Quando praticamos, utilizando os Bandhas e focando na respiração, equilibramos a ação Apana Vayu (descendente) com Prana Vayu (ascendente). No período menstrual, Apana Vayu está e precisa estar mais ativo, especialmente nos três primeiros dias, por isso não é benéfico contradizer esse movimento descendente, que favorece a eliminação. Também por essa razão, nos restantes dias, não devemos realizar posturas invertidas. 
Estas pausas são um momento de praticar vairagya, o desapego. Mais uma vez, temos de nos render aos ritmos naturais da Lua e do nosso próprio corpo, aprendendo a descansar mesmo que seja muitas vezes contra nossa vontade. São pequenos exercícios mensais de desapego, que nos ensinam a deixar ir cada vez mais facilmente.
Precisamos reconhecer a sorte de ter um sistema que nos dá a oportunidade de nos conhecermos e transformarmos, com a segurança do conhecimento passado por gerações de sábios.

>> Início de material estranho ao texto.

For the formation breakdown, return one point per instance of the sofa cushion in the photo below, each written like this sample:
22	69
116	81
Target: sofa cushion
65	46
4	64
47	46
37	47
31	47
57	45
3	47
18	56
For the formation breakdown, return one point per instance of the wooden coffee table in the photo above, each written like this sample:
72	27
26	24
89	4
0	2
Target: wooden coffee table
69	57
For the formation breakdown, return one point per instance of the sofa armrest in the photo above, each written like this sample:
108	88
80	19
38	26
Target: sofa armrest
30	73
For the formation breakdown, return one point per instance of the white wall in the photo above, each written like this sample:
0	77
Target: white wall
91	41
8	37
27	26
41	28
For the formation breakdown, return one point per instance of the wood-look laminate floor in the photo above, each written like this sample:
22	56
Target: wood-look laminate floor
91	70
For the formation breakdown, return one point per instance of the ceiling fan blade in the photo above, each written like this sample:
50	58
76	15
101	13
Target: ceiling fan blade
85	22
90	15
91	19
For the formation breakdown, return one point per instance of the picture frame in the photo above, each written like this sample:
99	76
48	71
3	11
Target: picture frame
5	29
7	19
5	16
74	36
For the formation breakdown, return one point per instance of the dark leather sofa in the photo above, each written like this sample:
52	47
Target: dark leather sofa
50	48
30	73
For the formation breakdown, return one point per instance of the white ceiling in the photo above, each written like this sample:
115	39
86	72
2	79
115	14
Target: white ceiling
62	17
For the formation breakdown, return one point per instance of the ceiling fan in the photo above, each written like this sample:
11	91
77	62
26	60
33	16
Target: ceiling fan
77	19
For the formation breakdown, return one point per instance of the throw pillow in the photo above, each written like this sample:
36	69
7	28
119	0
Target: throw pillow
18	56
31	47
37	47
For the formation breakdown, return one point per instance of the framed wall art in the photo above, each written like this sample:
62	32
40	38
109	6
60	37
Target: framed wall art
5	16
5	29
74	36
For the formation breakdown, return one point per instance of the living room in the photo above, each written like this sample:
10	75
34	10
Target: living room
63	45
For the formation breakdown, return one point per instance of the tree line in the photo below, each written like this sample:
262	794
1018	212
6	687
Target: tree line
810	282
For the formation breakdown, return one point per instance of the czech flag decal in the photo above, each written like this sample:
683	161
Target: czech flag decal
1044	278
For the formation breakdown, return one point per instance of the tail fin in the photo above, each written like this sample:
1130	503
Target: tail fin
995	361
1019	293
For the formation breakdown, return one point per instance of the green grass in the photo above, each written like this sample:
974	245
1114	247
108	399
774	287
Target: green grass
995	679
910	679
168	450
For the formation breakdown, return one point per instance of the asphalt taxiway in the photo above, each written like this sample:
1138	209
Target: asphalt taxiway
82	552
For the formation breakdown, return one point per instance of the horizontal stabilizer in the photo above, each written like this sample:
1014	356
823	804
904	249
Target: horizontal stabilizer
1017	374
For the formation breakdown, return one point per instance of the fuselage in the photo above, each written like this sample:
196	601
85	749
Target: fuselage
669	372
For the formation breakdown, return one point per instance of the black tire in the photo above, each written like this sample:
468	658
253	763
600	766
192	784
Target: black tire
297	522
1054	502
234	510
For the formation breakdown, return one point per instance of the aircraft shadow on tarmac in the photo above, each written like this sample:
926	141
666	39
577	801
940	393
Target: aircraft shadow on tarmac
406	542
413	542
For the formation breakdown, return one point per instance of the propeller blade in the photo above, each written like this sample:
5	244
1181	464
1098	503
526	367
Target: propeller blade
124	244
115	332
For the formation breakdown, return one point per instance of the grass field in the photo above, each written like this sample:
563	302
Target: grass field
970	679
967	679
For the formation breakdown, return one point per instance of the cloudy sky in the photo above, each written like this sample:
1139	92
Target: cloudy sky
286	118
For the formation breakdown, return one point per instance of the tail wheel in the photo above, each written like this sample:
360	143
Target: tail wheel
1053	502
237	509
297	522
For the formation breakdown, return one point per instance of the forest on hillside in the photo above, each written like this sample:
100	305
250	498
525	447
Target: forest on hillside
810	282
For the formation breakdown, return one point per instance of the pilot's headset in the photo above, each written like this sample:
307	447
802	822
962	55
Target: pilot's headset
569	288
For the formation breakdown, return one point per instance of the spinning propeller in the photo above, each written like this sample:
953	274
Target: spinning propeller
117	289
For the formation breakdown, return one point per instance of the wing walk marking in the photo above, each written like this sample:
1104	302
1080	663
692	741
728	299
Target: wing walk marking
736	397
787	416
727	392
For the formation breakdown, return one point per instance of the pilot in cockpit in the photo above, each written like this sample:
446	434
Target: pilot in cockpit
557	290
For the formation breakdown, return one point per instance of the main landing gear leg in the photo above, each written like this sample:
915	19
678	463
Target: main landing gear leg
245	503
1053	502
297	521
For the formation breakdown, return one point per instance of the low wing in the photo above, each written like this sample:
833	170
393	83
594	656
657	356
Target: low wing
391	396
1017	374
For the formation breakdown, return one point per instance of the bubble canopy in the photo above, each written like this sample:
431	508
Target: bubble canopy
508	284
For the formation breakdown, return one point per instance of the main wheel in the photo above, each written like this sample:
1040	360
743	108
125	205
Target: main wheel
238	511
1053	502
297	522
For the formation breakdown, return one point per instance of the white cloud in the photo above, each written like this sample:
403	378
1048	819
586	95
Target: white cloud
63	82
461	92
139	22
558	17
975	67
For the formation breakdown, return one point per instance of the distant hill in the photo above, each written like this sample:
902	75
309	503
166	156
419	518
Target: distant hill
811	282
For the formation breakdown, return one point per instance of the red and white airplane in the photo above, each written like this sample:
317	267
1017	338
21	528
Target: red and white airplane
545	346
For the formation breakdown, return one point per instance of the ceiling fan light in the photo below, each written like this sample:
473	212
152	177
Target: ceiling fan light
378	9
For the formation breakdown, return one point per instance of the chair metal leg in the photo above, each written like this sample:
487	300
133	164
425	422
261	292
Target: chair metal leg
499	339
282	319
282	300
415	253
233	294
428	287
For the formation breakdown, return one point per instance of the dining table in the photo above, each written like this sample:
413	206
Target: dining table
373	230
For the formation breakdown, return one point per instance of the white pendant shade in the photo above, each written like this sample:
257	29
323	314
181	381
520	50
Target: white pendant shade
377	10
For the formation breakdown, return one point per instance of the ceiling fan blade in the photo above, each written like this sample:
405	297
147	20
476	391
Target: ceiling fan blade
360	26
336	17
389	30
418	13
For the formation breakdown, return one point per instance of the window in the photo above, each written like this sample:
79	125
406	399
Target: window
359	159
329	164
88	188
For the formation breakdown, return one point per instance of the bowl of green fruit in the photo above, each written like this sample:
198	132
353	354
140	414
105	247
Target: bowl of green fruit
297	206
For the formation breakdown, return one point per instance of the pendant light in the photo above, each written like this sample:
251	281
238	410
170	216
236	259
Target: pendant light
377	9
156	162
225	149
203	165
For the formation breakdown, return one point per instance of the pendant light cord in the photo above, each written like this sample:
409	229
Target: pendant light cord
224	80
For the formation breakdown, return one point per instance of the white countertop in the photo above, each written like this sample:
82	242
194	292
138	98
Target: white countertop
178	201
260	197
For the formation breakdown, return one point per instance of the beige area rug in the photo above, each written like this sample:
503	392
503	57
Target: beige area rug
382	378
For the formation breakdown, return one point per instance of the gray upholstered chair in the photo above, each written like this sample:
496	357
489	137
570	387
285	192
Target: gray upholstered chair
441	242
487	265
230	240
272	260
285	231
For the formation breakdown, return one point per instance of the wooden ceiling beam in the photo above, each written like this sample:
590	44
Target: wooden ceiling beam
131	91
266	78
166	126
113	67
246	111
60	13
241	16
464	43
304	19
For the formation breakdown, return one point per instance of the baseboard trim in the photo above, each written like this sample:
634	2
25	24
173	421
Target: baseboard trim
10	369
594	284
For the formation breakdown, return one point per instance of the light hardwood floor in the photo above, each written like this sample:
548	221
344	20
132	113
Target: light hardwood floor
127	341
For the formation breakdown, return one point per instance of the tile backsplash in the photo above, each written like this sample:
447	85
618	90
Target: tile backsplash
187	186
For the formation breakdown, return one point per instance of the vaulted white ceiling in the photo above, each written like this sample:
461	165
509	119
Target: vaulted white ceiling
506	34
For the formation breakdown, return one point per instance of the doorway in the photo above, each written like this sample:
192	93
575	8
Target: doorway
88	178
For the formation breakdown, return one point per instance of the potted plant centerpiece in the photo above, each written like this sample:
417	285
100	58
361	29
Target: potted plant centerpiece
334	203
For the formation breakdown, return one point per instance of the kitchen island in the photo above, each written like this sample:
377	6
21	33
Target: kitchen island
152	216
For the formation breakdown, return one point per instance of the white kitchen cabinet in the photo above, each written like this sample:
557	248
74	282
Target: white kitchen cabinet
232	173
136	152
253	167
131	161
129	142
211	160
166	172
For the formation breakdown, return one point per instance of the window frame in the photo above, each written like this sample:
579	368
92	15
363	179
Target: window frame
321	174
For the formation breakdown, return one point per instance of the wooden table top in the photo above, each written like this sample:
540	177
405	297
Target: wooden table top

Mas questionar está na natureza humana. A sugestão que fica é: ponha tudo isto á prova, se comprometa a seguir estas premissas por um longo tempo, deixe-se levar pelo ritmo, observe-se e escolha por si.  Talvez chegue á conclusão que nada disto faz sentido ou talvez chegue o dia em que as raízes de abhyasa e vairagya se transformem em asas.